Miró una vez más a la mujer. Con pena en los ojos (de verdad sentía mucha pena por ella, ahora, en la vigilia). Dio media vuelta y volvió hacia el auto. Se encaminó a la oficina. Era tarde. Las calles angostas de la monstruosa ciudad se sometían a su andar veloz. Cada tanto cruzaba fugaces miradas con transeúntes apurados que pasaban delante del coche. Esos ojos indiferentes le mordían el alma porque pensaba que, tal vez, algún día, podrían ser víctimas de su involuntario poder sangriento. Pero sabía que, nuevamente, las tinieblas lo dejarían en la más absoluta inconsciencia. Ni siquiera de acordaría del día vivido. Habría una laguna inexplicable en su mente.

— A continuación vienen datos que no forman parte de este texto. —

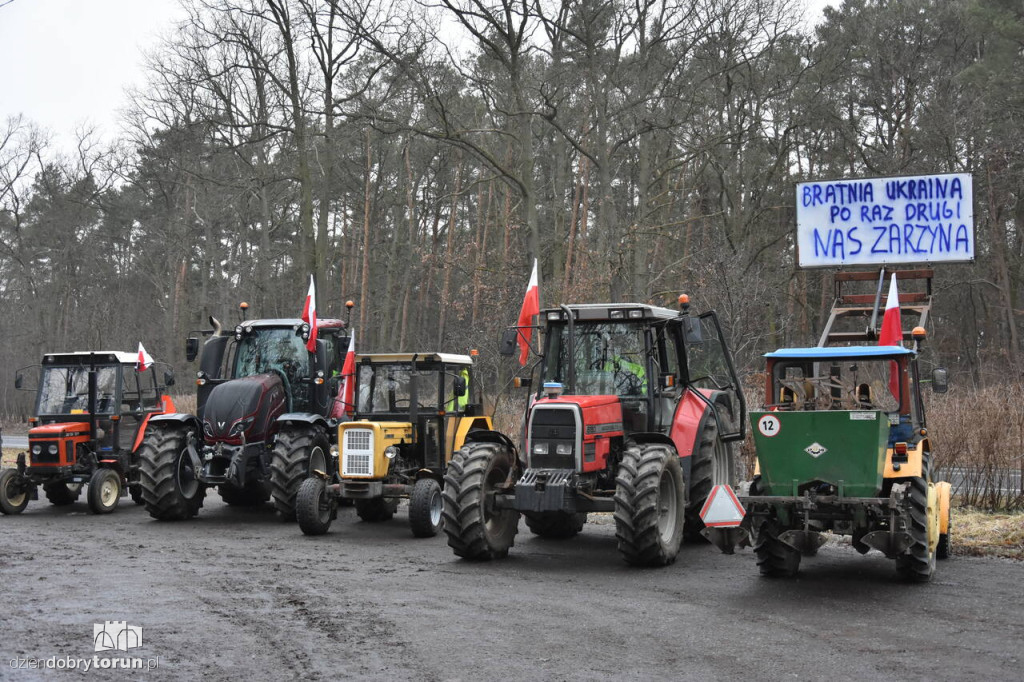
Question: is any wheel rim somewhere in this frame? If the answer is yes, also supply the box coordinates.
[3,476,28,507]
[430,485,441,526]
[99,475,121,508]
[307,445,328,474]
[177,449,199,500]
[657,470,679,543]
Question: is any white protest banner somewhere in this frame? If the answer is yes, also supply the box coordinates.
[797,173,974,267]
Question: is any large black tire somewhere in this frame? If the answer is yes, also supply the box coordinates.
[138,424,206,521]
[896,456,938,583]
[0,469,29,514]
[217,481,270,507]
[614,443,686,566]
[523,512,587,540]
[355,498,398,523]
[441,442,519,561]
[295,477,337,536]
[683,402,736,543]
[43,480,82,507]
[270,426,331,521]
[86,467,121,514]
[754,523,800,578]
[409,478,443,538]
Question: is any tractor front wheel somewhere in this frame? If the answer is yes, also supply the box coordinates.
[409,478,442,538]
[270,426,331,521]
[0,469,29,514]
[295,477,338,536]
[683,402,736,543]
[138,425,206,521]
[614,443,686,566]
[754,523,800,578]
[43,480,82,507]
[441,442,519,561]
[87,467,121,514]
[525,512,587,540]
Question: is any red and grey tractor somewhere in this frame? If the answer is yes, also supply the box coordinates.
[0,351,174,514]
[140,307,349,520]
[443,297,745,565]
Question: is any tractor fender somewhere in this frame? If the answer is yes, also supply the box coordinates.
[274,412,331,431]
[147,412,203,433]
[670,389,731,456]
[466,429,519,459]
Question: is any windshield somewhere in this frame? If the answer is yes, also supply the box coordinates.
[356,364,441,414]
[772,358,899,412]
[233,327,309,381]
[38,366,120,415]
[543,323,647,396]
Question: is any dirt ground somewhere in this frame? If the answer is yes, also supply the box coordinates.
[0,493,1024,682]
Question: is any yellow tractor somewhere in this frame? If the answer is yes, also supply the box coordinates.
[296,352,492,538]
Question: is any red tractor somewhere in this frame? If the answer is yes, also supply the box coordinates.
[0,351,174,514]
[443,296,746,566]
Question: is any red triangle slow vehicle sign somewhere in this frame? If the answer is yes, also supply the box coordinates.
[700,485,746,528]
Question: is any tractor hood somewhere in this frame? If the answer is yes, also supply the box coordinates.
[29,422,89,440]
[203,374,288,444]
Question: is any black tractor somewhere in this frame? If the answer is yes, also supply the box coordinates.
[140,303,351,520]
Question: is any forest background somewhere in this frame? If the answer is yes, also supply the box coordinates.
[0,0,1024,436]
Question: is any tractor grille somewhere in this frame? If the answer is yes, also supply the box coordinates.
[341,429,374,476]
[529,408,578,469]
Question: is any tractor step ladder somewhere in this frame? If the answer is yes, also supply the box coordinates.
[818,267,935,347]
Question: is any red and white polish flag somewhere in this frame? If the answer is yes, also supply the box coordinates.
[302,274,316,352]
[516,258,541,366]
[879,273,903,400]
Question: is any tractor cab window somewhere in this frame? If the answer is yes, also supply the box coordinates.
[37,367,120,415]
[544,323,647,397]
[356,364,440,414]
[772,358,899,412]
[232,328,309,382]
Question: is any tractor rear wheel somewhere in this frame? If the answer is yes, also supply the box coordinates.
[441,442,519,561]
[295,477,337,536]
[355,498,398,523]
[0,469,29,514]
[614,443,686,566]
[138,425,206,521]
[524,512,587,540]
[754,523,800,578]
[86,467,121,514]
[43,480,82,507]
[896,456,938,583]
[683,402,736,543]
[217,481,270,507]
[270,426,331,521]
[409,478,442,538]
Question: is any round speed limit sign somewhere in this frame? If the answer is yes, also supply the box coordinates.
[758,415,782,438]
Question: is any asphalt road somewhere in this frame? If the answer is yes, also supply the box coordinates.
[0,494,1024,682]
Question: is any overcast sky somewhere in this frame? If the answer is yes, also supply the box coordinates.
[0,0,839,152]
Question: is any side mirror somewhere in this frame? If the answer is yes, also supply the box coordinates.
[185,336,199,363]
[498,327,519,357]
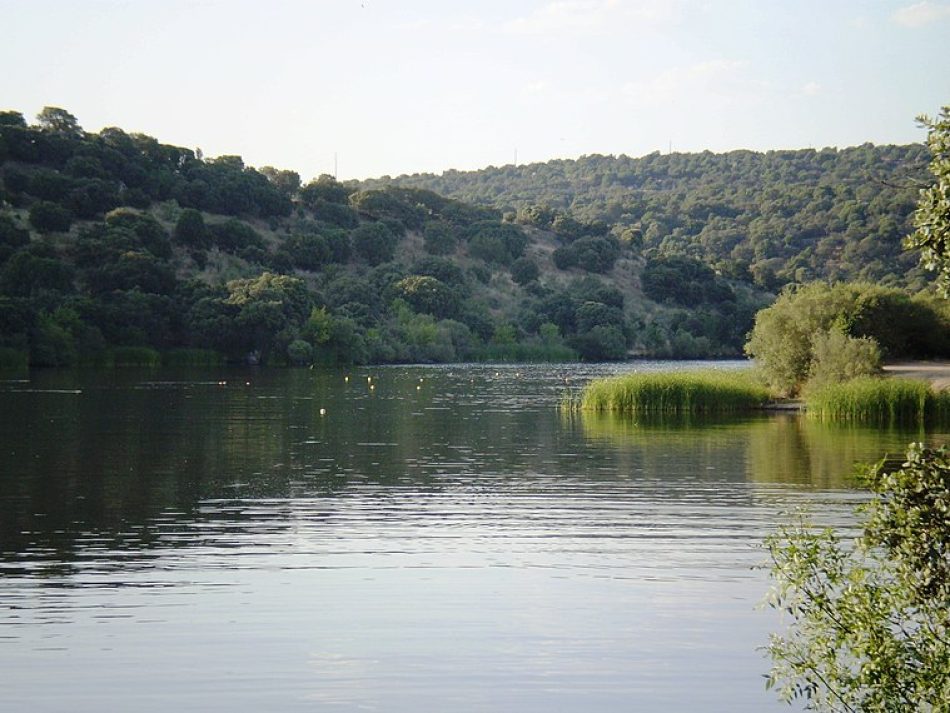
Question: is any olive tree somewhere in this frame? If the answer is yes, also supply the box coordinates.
[905,106,950,297]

Sólo recordaría cuando sus fuerzas mortíferas volvieran a acometer. Pero ahora era el momento apropiado para actuar, para terminar de una vez con la pesadilla que carcomía lentamente su corazón, haciéndolo casi insensible.

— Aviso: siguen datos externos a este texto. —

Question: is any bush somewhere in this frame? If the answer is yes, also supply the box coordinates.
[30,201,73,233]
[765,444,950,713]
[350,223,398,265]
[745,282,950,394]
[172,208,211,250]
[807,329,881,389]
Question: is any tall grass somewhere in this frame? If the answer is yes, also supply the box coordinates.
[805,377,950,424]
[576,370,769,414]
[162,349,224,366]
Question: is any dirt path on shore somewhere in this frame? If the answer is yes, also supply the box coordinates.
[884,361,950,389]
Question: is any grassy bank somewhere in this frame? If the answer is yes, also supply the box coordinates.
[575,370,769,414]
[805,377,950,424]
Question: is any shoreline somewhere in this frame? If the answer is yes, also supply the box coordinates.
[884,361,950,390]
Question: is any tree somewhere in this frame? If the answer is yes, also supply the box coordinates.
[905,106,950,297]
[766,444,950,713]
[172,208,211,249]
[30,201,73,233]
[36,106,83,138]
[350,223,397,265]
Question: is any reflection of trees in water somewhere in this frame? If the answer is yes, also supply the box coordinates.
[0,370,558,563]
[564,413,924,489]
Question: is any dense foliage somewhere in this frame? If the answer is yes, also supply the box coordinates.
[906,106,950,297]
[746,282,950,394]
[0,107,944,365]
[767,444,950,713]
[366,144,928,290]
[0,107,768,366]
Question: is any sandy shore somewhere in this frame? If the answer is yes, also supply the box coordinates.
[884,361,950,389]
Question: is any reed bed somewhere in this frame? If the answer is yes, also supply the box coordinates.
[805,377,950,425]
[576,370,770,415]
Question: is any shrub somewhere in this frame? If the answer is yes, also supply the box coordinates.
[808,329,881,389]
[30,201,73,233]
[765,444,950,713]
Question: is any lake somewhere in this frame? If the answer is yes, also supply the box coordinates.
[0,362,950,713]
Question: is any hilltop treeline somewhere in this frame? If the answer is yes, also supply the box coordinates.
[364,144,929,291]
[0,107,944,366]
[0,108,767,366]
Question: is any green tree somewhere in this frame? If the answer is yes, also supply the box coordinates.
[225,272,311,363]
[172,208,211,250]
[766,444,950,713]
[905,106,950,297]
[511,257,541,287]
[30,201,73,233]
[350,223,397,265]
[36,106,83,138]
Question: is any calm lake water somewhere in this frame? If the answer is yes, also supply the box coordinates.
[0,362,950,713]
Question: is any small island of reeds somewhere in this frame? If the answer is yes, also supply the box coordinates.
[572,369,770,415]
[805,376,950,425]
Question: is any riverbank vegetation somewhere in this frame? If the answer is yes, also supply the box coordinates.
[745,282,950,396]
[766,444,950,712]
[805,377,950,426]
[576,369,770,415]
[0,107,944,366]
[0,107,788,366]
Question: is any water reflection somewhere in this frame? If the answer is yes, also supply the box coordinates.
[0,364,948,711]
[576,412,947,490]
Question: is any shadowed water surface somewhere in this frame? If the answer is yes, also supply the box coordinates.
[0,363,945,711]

Acomodó el auto en el aparcamiento y tomó el ascensor hasta el sexto piso. Con gesto adusto, saludó a algunos empleados que, como él, llegaban apurados. El breve trayecto hasta la sexta planta logró crispar sus nervios. No podía evitar el oscuro sentimiento que le oprimía. Cualquiera de esos que ahora eran sus compañeros de viaje podía ser el próximo. ¡Y ellos, mientras, ignorantes de todo! Con paso vivo entró en la oficina, saludó a Silvia, la nueva secretaria, algo presuntuosa, algo antipática. No pudo no recordar, una vez más, la imagen de Carlota, sonriente, tal como la vio por penúltima vez, antes de… Pero no quería pensar en eso. No pensar: He ahí lo inmediato. Concentrarse en el trabajo, sonreír forzado, fingir que su vida era como la de todos: insulsa, con pequeñas alegrías y pequeños desengaños; con algo de felicidad y un mucho de hipocresía. Hablar de autos y del tiempo; de fútbol y de minas. Dejarse seducir por el brillo de una mirada, por un aleteo de pestañas, por una risa fresca. Actuar, en suma, representar el papel que le tocaba. Y mientras, sus noches estaban llenas de desdicha, de desdichas ajenas que no podía evitar; de sueños incontrolados que eran algo más que premoniciones. Si pensaba en ello, no podía evitar sentirse cómplice de las fuerzas del mal. Podía sentir el aliento fétido de las tinieblas rondándole, como si emanase de él mismo. Por eso era necesario seguir sonriendo, estrechar manos cordialmente, besar labios que atenuasen el dolor, platicar con amigos que nunca lo fueron, ver televisión, asistir al estadio los domingos, mezclarse con la otra gente. Y todo para no sentirse infectado por el estigma de la maldad. Pero al llegar la noche, todo sobrevendría nuevamente. Otra vez los sueños, los rostros implorantes, su propio desdén que en la vigilia le resultaba inconcebible, la catástrofe y el olvido. ¿Cuántas veces? se preguntaba ¿Cuántos muertos que no recuerdo?